The XX1 drivetrain fits in well with the ‘new school’ of trail bike kit, which includes wide bars and short stems 

The synchronized
design of the chainring teeth will limit the XX1’s chainring choices to even
numbers. But the overall range is admirably broad – all the way from 28-38T.
That variation will require a dedicated bolt circle diameter, but the spider
will be shaped so that users won’t have to remove the cranks to swap rings. The
production crank will feature hollow carbon-fiber arms and be offered in both
narrow and wide stance widths (we’re guessing 156mm and 166mm, as for current
XX cranks).

1×11
drivetrains: the bonuses

Why go to all this
trouble just to eliminate a chainring, though? Don’t current 2×10 systems
already work well enough? That all depends on who you ask.

It’s true that
modern two-ring drivetrains work well. But they still can’t match the security
of single-ring setups, which are increasingly finding favor in the mainstream
marketplace, especially with more aggressive riders. If you need proof of that,
just note the explosion of two-ring chainguide models in recent years.

Moreover,
single-ring drivetrains are simpler and lighter, as well as less confusing to
newer riders. Hilton doesn’t refute the idea of eventually bringing the 1×11
concept to much lower price points.
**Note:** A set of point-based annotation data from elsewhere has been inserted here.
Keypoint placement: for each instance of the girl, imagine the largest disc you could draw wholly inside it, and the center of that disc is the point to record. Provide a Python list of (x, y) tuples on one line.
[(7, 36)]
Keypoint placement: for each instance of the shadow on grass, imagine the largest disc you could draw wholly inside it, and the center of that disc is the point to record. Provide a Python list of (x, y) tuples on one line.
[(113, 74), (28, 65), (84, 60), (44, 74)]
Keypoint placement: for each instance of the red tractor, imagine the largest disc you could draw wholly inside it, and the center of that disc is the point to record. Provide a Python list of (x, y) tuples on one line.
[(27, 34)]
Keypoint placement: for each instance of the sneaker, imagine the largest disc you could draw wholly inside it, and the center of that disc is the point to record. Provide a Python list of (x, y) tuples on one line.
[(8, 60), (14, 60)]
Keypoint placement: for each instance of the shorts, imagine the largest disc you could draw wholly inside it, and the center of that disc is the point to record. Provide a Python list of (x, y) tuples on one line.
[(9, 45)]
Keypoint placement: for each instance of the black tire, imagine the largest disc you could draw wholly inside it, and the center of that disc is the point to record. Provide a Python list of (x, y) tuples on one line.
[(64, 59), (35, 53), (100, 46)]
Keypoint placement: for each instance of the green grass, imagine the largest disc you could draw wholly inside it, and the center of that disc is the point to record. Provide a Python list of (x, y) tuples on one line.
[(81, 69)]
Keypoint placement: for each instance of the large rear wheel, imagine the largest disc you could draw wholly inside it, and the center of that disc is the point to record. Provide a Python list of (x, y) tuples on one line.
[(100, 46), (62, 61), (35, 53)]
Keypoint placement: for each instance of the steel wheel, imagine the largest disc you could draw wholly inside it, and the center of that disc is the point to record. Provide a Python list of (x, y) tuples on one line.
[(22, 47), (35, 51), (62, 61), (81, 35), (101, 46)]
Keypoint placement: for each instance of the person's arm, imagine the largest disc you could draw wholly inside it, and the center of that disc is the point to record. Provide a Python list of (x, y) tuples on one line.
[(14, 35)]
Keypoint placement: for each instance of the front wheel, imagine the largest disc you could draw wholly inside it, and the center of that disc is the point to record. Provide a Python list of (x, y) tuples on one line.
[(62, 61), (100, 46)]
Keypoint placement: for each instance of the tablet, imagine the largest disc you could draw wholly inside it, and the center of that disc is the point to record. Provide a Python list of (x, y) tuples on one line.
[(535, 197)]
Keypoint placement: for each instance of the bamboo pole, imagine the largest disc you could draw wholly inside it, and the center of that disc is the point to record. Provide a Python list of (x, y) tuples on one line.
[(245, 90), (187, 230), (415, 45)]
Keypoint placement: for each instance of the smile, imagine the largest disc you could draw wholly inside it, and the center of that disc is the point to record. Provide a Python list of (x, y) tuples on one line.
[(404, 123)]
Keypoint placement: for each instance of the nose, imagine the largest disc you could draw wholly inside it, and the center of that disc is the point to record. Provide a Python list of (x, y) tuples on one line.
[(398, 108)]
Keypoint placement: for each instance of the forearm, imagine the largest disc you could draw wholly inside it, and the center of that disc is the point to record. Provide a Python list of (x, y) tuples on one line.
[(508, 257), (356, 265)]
And XX1’s gearing range sounds generous
enough to be useful for a wide swathe of riders.

“As long as you
choose your range properly, this type of system is applicable to a majority of
people,” Hilton says. “It’s not intended to replace 2×10. Some people need a
bigger range, and that’s fine – we still have 2×10. But if you’re Ross Schnell
or various other people, this is a radically improved 1×10.”

Hilton also points
to the difficulties an OEM company can face in terms of getting front
derailleurs to play nicely with the huge range of rear suspension designs.

“Front derailleurs
are limiting because there are so many choices,” Hilton says. “It’s limiting
because of where you can move the wheel to, where the suspension pivots are
placed, where the cable routing comes from – all those things are limitations
to a drivetrain. Front derailleurs are one of the most expensive engineering
and tooling costs on a bicycle, yet it’s the first place manufacturers go to
cut money.”

So why not use a
2×11 setup? Combined with that 10-42T cassette, such a drivetrain could easily
replicate the full range of a traditional triple but with the advantages of a
double.

“2×11 is certainly
feasible – it’s not impossible,” Hilton says, though he also adds that the
cassette’s added width presents problems with chainline if more than one
chainring is used. “11-speed is a by-product of wanting to make a wider-range
cassette without funky steps in there. We want to sell it as a 1x drivetrain
solution that just happens to have 11 gears. The eleventh gear becomes
problematic because the overall spacing is now wider.”

Could the XX1
concept be further expanded with a revamped HammerSchmidt or high-performance, internally geared setup, though?
Hilton doesn’t rule out that possibility but says it’s not imminent.

Either way, XX1 sounds awfully appealing on
paper. And after a brief test ride inside SRAM’s Schweinfurt facility, in
Germany, it certainly seems to work. We’ve been promised parts for testing in
the near future so we’ll know for sure soon.